Bereits aufgelöst ist die Lutterbergschule in Bad Lauterberg: 13 Jahre lang war Struck Direktor der Förderschule mit Schwerpunkt Lernen. Dieser Bereich läuft auch in Duderstadt im Zuge der Inklusion nach und nach aus, erste und zweite Klassen gibt es nicht mehr. „Die Zahl der Schüler – derzeit knapp 150 – ist rückläufig, die Pestalozzischule bangt weiter um ihre Existenz“, bestätigt der Sonderpädagoge.

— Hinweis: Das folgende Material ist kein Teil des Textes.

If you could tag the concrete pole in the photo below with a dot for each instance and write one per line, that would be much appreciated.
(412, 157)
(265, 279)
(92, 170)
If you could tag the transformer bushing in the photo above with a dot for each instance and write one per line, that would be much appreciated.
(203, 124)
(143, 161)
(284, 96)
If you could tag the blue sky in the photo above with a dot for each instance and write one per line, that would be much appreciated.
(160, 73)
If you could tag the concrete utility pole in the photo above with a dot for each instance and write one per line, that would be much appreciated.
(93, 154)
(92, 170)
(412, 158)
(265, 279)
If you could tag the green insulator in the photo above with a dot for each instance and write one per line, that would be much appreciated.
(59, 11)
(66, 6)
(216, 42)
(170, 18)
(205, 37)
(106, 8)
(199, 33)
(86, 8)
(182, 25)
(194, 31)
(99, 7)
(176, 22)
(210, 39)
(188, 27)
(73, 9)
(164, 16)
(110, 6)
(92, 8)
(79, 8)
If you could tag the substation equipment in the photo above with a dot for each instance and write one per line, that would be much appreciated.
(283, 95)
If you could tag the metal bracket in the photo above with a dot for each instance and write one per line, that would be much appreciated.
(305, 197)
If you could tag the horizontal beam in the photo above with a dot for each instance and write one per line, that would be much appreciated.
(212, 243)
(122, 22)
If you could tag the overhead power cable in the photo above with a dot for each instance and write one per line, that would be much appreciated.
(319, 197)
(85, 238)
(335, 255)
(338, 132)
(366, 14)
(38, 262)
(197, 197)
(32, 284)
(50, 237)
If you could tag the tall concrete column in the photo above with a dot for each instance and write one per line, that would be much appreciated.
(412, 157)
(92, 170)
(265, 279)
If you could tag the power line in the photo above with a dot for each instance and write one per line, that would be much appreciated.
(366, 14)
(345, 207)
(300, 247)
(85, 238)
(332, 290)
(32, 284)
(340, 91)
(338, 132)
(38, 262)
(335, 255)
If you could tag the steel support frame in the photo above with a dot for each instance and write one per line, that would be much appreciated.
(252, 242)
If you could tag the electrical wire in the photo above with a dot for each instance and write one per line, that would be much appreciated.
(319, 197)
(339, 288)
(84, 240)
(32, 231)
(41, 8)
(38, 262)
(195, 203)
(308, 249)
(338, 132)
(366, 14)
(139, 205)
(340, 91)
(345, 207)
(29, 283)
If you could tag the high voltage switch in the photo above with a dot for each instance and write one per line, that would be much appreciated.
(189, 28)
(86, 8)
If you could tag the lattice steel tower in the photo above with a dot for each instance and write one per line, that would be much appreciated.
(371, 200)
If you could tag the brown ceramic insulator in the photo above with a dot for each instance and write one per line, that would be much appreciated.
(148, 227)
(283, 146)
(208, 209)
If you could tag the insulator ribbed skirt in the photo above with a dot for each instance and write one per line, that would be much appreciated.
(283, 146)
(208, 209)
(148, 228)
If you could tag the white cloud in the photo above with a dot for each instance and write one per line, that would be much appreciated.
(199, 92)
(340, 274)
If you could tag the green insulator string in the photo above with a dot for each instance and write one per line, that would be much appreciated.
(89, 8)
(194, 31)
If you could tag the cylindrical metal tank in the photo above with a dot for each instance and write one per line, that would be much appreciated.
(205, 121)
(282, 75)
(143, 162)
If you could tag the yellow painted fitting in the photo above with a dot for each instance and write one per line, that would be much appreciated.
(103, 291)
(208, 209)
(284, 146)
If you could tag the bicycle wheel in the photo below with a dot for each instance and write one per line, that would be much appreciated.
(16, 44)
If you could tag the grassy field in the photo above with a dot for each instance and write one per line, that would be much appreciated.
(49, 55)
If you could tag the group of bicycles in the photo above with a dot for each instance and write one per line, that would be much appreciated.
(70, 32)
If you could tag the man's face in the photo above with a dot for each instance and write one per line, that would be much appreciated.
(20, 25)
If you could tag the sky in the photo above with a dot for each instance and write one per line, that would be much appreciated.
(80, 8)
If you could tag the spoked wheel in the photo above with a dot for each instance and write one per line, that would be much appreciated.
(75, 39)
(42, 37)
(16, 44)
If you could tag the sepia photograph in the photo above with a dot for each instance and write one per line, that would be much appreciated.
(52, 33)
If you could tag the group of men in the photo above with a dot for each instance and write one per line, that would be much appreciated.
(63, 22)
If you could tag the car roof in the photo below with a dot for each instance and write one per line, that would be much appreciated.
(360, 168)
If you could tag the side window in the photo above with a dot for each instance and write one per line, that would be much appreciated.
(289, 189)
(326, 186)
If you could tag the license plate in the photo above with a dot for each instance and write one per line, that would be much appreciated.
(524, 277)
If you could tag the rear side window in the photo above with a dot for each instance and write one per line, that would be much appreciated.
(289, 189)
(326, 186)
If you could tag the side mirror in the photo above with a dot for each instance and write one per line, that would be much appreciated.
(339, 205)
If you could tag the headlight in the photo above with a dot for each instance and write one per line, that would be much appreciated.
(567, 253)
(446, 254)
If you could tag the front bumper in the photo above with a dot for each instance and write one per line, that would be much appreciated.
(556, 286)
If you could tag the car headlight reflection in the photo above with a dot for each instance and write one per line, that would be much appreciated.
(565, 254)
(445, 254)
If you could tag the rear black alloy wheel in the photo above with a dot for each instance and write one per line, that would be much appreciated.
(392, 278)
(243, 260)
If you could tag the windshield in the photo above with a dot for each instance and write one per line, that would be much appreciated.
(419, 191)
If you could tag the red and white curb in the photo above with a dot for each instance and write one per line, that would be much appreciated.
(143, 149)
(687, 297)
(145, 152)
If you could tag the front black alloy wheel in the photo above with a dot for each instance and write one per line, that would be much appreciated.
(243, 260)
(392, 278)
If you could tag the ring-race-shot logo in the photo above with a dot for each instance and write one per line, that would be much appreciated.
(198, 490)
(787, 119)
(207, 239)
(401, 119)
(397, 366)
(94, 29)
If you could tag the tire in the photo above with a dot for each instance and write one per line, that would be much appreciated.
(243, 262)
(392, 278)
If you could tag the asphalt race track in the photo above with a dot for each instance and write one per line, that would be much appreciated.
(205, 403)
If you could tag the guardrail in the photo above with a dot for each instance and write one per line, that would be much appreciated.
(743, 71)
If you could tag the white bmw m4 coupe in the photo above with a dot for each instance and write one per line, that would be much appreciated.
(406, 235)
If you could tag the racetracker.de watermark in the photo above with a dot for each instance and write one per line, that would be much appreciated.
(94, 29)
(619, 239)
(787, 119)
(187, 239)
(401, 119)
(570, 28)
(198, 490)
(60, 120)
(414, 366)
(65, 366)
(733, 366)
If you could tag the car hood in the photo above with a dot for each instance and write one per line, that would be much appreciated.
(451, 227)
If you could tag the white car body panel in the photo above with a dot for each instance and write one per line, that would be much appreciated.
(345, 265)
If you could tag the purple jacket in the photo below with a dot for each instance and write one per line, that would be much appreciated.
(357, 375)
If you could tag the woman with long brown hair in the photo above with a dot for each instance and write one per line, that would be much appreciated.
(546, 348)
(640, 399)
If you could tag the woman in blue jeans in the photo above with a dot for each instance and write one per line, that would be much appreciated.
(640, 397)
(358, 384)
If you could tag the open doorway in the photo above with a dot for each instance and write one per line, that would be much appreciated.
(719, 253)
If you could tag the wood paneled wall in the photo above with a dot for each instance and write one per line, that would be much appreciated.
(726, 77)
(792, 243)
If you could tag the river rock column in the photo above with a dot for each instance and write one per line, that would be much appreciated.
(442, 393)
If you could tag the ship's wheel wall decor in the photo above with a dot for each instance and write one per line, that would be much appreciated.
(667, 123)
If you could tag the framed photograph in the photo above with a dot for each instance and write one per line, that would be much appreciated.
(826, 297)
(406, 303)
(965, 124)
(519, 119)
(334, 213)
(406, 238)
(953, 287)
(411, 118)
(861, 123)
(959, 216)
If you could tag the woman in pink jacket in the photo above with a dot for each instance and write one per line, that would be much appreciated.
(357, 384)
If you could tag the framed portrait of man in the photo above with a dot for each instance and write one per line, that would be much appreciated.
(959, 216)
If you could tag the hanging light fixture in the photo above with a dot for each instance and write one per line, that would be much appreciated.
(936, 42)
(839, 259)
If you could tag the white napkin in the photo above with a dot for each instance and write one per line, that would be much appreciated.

Zumindest habe das Kultusministerium inzwischen den Bestand von Sprachheilklassen garantiert, zum neuen Schuljahr würden in Duderstadt wieder erste Klassen für die Schwerpunkte Sprachheilpädagogik und geistige Entwicklung angeboten. Letzterer Bereich ist  nicht mehr an der ehemaligen Handelsschule des Kreises Duderstadt in der Neutorstraße, sondern am Euzenberg angesiedelt. Mittelfristig stelle sich auch die Standortfrage, sagt Struck.

Bevor er Michael Bonner als Schulleiter abgelöst hat, war Struck bereits einige Monate in Duderstadt am Aufbau eines  mobilen Dienstes beteiligt. Rund die Hälfte der 30 Lehrkräfte der Pestalozzischule ist inzwischen im Inklusionseinsatz – teilweise an mehreren anderen Schulen.

Das Personal reiche nicht aus, die Verlässlichkeit leide, überall würden Sonderpädagogen fehlen, meint Struck. Das treffe insbesondere Schüler mit bildungsfernem Background und sehr hohem Unterstützungsbedarf. Strucks Vorgänger Bonner, der die Schule zehn Jahre lang geleitet hat, hat sich im Stillen im Kreis der Kinder und Kollegen in den Ruhestand verabschiedet. Der gebürtige Hannoveraner Struck ist verheiratet, hat drei erwachsene Kinder und wohnt in Osterode.